Thank the supercar’s futuristic plug-in hybrid (PHEV) powertrain—the first-ever from Ferrari—featuring a re-engineered and enlarged version of the marque’s twin-turbo V8 (swollen from 3.9 to 4.0 liters), augmented with a trio of electric motors.
With a motor affixed to each front wheel, the SF90’s all-world AWD keeps the supercar seemingly magnetically attached to the pockmarked asphalt of these ancient roads, and the torque vectoring—when one front wheel moves faster than the other to hasten turning radius—makes cornering feel… perverse.
But when rare straights appear on Mulholland, and the totality of the quad-motor powertrain’s 986 horses hit, the breath leaves your chest: blistering acceleration (0-60 mph in under 2.5 seconds) slingshots the SF90 Stradale from standstill until the V8 kicks in… and then proceeds to tear the concrete from the firmament, all the way up to a ceiling of 211 mph.
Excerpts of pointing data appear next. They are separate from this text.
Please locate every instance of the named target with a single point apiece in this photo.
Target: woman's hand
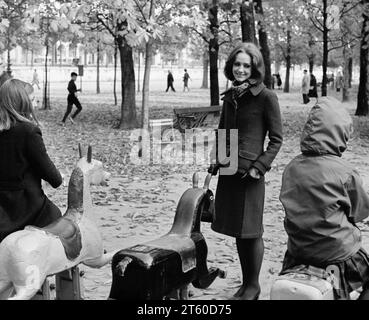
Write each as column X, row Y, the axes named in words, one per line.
column 254, row 173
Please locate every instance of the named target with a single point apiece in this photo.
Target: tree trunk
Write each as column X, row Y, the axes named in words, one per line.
column 60, row 55
column 9, row 70
column 363, row 94
column 214, row 53
column 205, row 70
column 53, row 54
column 128, row 84
column 146, row 87
column 46, row 97
column 98, row 68
column 325, row 49
column 248, row 21
column 350, row 70
column 263, row 40
column 347, row 55
column 311, row 63
column 115, row 72
column 288, row 63
column 139, row 72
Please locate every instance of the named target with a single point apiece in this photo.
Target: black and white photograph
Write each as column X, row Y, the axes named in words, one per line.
column 209, row 151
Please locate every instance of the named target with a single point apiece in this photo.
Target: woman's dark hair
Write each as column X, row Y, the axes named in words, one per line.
column 257, row 61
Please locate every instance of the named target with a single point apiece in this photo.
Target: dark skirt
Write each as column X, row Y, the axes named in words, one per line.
column 353, row 272
column 239, row 206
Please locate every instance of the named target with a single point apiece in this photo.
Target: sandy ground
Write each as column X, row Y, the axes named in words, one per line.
column 139, row 203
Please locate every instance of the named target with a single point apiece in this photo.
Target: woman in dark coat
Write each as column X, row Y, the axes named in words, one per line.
column 239, row 201
column 23, row 163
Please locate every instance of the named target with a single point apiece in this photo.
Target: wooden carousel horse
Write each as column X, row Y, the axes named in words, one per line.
column 163, row 268
column 29, row 256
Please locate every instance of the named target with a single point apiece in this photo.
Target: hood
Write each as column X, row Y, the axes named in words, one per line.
column 327, row 129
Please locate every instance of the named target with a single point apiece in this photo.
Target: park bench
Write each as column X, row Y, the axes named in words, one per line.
column 189, row 118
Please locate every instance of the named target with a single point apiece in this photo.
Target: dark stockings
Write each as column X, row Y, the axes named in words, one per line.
column 250, row 252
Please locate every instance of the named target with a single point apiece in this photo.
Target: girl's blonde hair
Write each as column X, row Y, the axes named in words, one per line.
column 15, row 104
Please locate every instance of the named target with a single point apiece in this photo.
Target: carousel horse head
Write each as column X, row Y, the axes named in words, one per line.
column 92, row 168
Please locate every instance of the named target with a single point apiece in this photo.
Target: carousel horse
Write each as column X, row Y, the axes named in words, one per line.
column 29, row 256
column 163, row 268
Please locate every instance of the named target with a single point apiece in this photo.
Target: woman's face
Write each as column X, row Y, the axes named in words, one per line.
column 242, row 67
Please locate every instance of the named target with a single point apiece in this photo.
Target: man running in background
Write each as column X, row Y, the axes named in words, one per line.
column 186, row 77
column 35, row 80
column 72, row 99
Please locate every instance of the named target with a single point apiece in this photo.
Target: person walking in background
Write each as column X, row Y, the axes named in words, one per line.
column 305, row 87
column 72, row 99
column 253, row 110
column 313, row 92
column 35, row 80
column 170, row 81
column 23, row 163
column 279, row 81
column 186, row 77
column 339, row 80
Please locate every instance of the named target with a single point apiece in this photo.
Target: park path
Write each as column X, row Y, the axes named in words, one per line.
column 130, row 212
column 139, row 203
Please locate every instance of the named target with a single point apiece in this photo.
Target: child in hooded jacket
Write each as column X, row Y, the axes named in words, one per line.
column 324, row 198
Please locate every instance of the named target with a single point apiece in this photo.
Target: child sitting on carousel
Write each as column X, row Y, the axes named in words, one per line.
column 324, row 198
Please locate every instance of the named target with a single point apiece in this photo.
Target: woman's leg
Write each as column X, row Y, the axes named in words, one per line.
column 250, row 252
column 69, row 110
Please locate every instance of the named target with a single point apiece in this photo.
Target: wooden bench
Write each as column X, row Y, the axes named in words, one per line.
column 188, row 118
column 168, row 122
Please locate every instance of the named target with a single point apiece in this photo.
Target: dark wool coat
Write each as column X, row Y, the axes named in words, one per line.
column 239, row 203
column 23, row 163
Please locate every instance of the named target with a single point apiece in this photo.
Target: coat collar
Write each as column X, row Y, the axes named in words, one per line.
column 255, row 90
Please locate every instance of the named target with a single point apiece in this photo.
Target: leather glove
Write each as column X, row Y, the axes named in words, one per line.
column 252, row 173
column 213, row 169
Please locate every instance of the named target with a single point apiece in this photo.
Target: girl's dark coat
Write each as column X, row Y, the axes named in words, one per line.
column 239, row 203
column 23, row 163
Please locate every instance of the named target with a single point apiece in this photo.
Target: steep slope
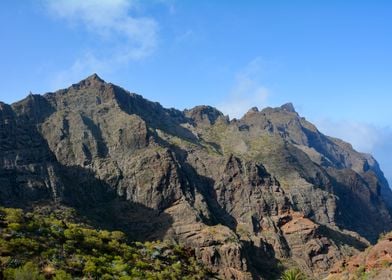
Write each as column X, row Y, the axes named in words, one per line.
column 375, row 263
column 246, row 194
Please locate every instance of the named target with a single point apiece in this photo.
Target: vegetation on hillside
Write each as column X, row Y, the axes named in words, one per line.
column 51, row 245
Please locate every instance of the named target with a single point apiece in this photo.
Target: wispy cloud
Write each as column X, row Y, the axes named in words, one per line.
column 124, row 37
column 364, row 137
column 247, row 91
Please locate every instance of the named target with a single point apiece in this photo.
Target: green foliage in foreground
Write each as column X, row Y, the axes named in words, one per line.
column 49, row 246
column 293, row 274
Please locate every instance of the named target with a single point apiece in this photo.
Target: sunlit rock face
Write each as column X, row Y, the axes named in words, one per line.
column 245, row 194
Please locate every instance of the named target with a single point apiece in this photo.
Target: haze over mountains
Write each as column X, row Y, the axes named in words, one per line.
column 246, row 193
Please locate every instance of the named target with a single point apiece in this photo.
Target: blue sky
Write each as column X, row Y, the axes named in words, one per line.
column 332, row 59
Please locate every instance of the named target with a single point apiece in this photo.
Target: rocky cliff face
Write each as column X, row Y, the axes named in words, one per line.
column 247, row 194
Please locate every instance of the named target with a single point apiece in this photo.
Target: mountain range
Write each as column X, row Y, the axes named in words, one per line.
column 250, row 196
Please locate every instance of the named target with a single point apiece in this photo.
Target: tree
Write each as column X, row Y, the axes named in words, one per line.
column 293, row 274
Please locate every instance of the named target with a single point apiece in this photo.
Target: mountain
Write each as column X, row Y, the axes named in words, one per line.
column 250, row 195
column 374, row 264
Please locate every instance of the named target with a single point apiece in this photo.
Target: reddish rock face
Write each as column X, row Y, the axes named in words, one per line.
column 245, row 194
column 374, row 263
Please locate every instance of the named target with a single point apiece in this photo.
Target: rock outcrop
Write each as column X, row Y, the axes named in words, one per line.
column 373, row 264
column 248, row 194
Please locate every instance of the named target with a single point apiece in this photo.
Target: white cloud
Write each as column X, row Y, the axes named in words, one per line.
column 131, row 37
column 247, row 91
column 120, row 37
column 364, row 137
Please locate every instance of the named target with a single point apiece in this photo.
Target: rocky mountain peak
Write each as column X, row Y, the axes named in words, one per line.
column 246, row 194
column 204, row 114
column 91, row 81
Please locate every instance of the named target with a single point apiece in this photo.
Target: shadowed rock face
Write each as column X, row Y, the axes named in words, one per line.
column 245, row 193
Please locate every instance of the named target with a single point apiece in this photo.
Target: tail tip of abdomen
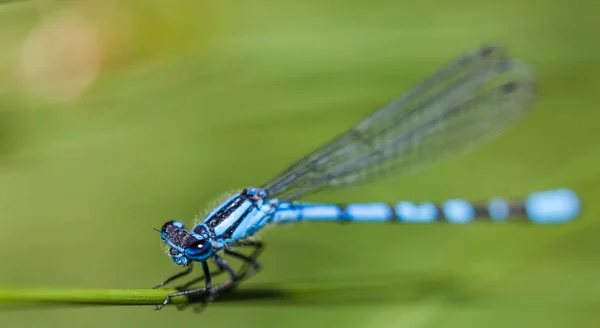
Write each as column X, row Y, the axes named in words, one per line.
column 553, row 206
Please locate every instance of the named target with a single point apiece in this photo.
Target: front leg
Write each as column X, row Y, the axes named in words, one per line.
column 188, row 269
column 211, row 293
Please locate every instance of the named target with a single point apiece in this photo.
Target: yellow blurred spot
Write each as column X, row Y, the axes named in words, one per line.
column 61, row 57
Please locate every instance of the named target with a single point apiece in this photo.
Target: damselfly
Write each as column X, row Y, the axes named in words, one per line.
column 470, row 100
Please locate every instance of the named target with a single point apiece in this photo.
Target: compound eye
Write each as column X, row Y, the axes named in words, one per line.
column 199, row 249
column 175, row 224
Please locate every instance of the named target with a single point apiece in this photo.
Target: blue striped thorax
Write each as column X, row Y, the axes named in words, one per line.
column 237, row 218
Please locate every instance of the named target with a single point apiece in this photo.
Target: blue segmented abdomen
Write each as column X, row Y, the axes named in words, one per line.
column 551, row 206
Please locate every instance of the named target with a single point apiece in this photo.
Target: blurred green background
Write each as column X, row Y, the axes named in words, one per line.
column 115, row 117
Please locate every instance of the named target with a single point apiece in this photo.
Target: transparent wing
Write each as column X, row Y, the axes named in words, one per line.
column 471, row 100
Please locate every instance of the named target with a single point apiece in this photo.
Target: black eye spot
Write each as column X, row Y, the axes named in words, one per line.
column 486, row 51
column 509, row 87
column 198, row 245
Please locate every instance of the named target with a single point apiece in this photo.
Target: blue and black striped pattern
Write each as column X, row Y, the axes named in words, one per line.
column 553, row 206
column 471, row 100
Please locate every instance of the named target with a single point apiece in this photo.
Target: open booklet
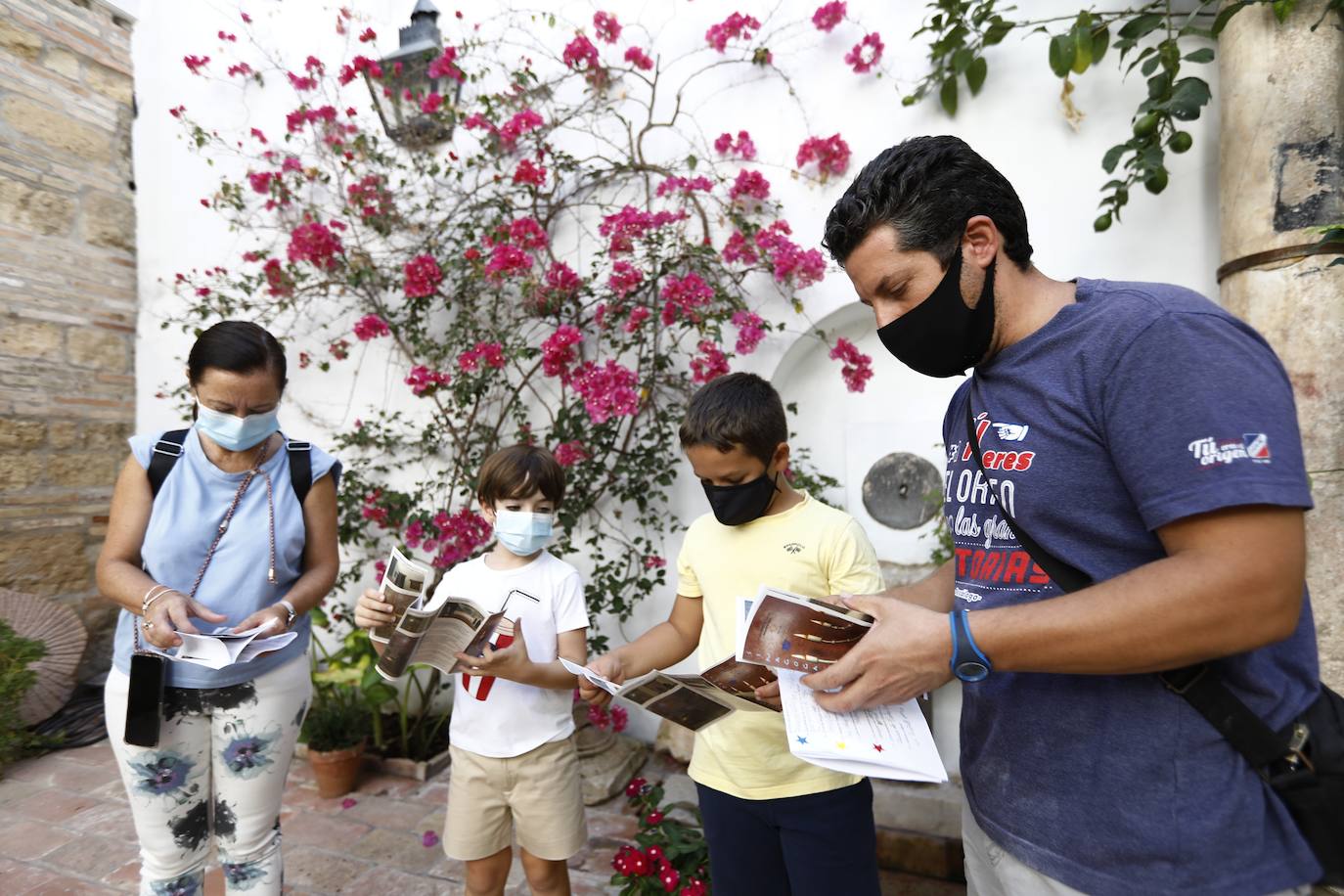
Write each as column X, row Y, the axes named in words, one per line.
column 786, row 630
column 225, row 648
column 794, row 636
column 690, row 700
column 434, row 629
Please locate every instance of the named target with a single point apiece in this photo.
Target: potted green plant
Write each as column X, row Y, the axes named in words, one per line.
column 335, row 731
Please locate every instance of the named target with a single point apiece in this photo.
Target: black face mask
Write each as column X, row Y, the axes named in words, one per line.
column 941, row 336
column 742, row 503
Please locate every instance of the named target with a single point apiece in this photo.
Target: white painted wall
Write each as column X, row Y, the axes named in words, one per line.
column 1015, row 122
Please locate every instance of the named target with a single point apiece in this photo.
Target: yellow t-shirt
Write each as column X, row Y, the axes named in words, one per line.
column 812, row 550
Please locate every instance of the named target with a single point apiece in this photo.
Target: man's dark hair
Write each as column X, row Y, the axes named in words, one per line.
column 927, row 188
column 238, row 347
column 739, row 409
column 516, row 471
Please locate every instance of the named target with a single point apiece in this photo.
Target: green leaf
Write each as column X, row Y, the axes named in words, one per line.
column 1188, row 97
column 1140, row 25
column 1082, row 51
column 1100, row 40
column 976, row 72
column 1060, row 54
column 948, row 96
column 996, row 31
column 1111, row 157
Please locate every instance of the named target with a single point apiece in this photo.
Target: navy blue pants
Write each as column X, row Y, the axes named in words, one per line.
column 813, row 845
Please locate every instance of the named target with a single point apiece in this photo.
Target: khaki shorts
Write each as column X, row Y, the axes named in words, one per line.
column 536, row 797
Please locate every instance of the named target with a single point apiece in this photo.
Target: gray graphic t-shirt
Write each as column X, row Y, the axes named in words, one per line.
column 1138, row 406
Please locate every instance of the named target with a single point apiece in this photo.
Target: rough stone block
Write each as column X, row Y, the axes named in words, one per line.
column 57, row 129
column 17, row 432
column 19, row 471
column 109, row 220
column 29, row 338
column 82, row 469
column 19, row 42
column 46, row 561
column 62, row 62
column 109, row 82
column 96, row 347
column 39, row 211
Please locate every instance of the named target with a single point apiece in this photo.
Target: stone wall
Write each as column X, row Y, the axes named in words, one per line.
column 67, row 294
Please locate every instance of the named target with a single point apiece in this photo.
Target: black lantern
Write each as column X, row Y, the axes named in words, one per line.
column 406, row 82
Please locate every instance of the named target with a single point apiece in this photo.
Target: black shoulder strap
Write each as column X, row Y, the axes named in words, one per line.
column 300, row 468
column 164, row 456
column 1199, row 684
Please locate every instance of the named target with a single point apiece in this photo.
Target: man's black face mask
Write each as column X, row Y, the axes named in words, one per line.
column 941, row 336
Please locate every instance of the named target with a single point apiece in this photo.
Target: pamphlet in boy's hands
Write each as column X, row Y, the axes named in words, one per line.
column 786, row 630
column 405, row 580
column 223, row 647
column 886, row 741
column 691, row 701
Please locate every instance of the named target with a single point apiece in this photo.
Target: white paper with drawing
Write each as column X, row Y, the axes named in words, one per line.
column 887, row 741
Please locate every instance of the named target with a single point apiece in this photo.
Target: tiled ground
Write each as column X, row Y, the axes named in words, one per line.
column 65, row 828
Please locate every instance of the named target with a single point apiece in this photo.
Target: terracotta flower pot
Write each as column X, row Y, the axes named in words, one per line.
column 336, row 770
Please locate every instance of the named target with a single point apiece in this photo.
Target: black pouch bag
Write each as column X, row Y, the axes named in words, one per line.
column 1303, row 763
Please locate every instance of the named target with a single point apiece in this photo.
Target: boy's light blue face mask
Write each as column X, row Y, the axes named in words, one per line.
column 523, row 533
column 236, row 432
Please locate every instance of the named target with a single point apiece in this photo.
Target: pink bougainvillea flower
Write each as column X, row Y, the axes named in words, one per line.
column 581, row 55
column 606, row 27
column 683, row 295
column 736, row 25
column 607, row 389
column 560, row 352
column 570, row 453
column 423, row 277
column 750, row 331
column 316, row 245
column 829, row 15
column 830, row 154
column 710, row 363
column 858, row 367
column 639, row 58
column 371, row 327
column 423, row 379
column 528, row 172
column 865, row 54
column 750, row 184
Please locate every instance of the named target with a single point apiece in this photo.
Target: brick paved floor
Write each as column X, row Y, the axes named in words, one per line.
column 65, row 828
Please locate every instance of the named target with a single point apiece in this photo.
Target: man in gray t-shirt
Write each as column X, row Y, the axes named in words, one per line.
column 1142, row 435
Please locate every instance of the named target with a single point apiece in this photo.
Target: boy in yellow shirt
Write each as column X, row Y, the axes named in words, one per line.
column 775, row 824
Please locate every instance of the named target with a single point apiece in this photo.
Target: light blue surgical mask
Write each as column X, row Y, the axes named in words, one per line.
column 236, row 432
column 523, row 533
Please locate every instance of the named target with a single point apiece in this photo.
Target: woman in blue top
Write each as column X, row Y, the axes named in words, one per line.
column 225, row 542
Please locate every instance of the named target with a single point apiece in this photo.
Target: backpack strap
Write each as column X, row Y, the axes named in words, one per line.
column 1199, row 686
column 164, row 456
column 300, row 468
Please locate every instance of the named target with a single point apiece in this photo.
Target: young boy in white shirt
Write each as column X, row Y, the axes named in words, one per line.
column 514, row 765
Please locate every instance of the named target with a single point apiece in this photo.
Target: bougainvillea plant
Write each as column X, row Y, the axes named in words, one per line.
column 669, row 855
column 564, row 270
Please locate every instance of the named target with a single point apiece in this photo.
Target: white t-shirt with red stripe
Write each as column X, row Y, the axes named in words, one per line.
column 498, row 718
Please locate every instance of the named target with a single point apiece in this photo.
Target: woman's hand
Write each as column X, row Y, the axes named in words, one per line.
column 169, row 614
column 373, row 611
column 274, row 618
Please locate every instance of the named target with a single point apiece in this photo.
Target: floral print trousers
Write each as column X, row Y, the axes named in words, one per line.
column 215, row 778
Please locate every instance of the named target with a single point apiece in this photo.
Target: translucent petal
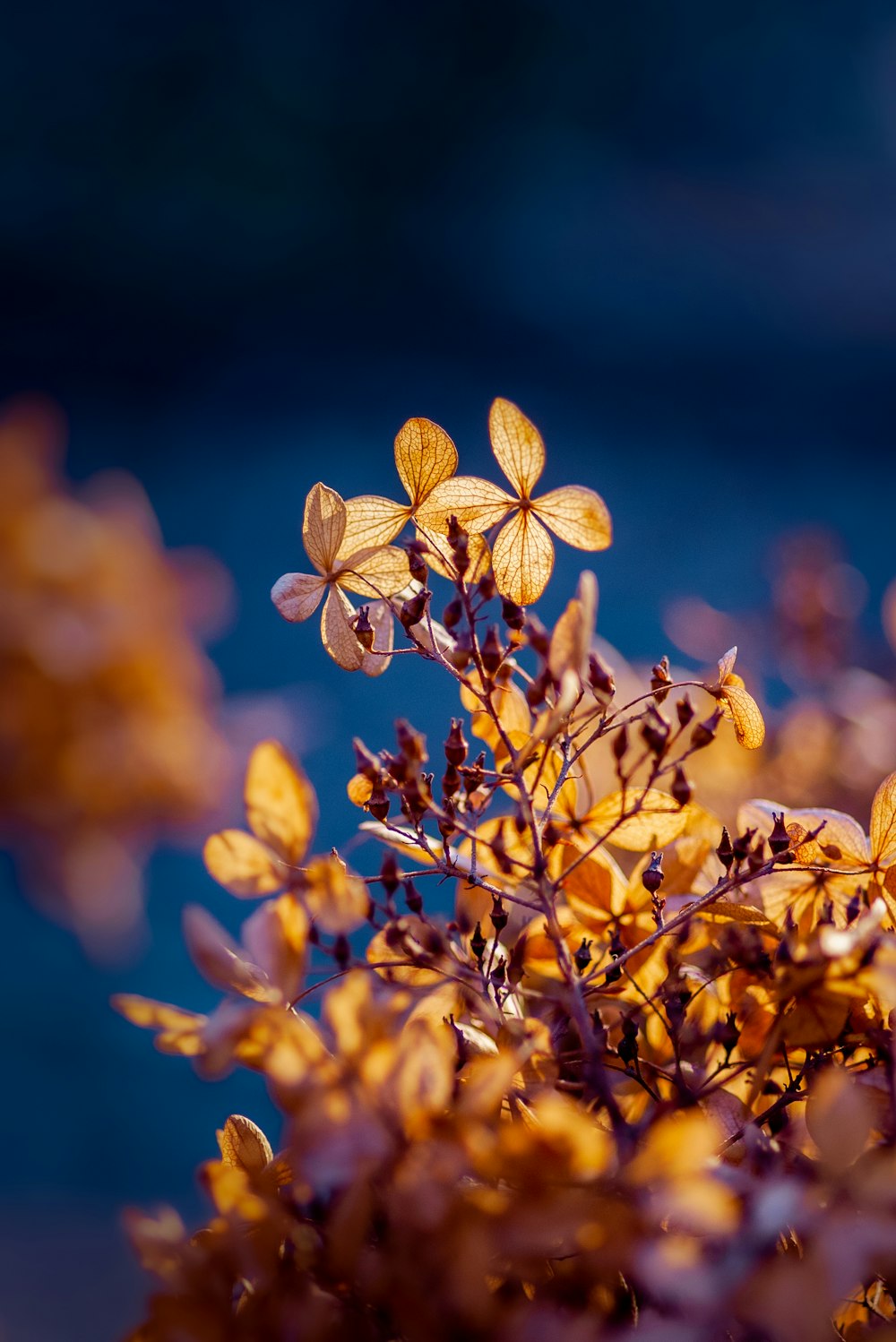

There are few, if any, bloodlines more royal in the automotive kingdom than that which begat the SF90. Recall the early ’80s: The first road-legal Ferrari racecar since the early ’60s, the 288 GTO launched the modern Ferrari supercar lineage in 1984.
However Porsche’s 959 rival—also developed for Group B racing—surpassed the 288 GTO, forcing Enzo Ferrari to up the stakes with the landmark F40, according to many Ferraristi the greatest vehicle in the Cavallino Rampante’s modern history.
The F40 hit showrooms in 1987 loaded with futuristic materials (Kevlar and carbon fiber) and so stripped to the bone—pull-cords replaced door handles—that buyers complained the paint was too thin. It was clear Ferrari came ready to rumble.
Scions in what some dub the ‘F’ Supercar range followed: the F50, Enzo, and most recently the LaFerrari—the marque’s first hybrid hypercar, with mind-boggling metrics and sheet metal so nextlevel it looked imagined by aliens. So when Maranello decided to unveil a new model in this lineage—SF90 for “90th anniversary of Scuderia Ferrari”, Stradale for “street”—you can be assured of its nobility.
The SF90’s looks are there too: sleek like only a mid-engined coupé from Maranello can be. Not quite the extraterrestrial skin of its LaFerrari predecessor, but still radiating enough highborn aura to swivel heads on the jaded promenade of Rodeo Drive. The message from Ferrari is clear: the king has returned.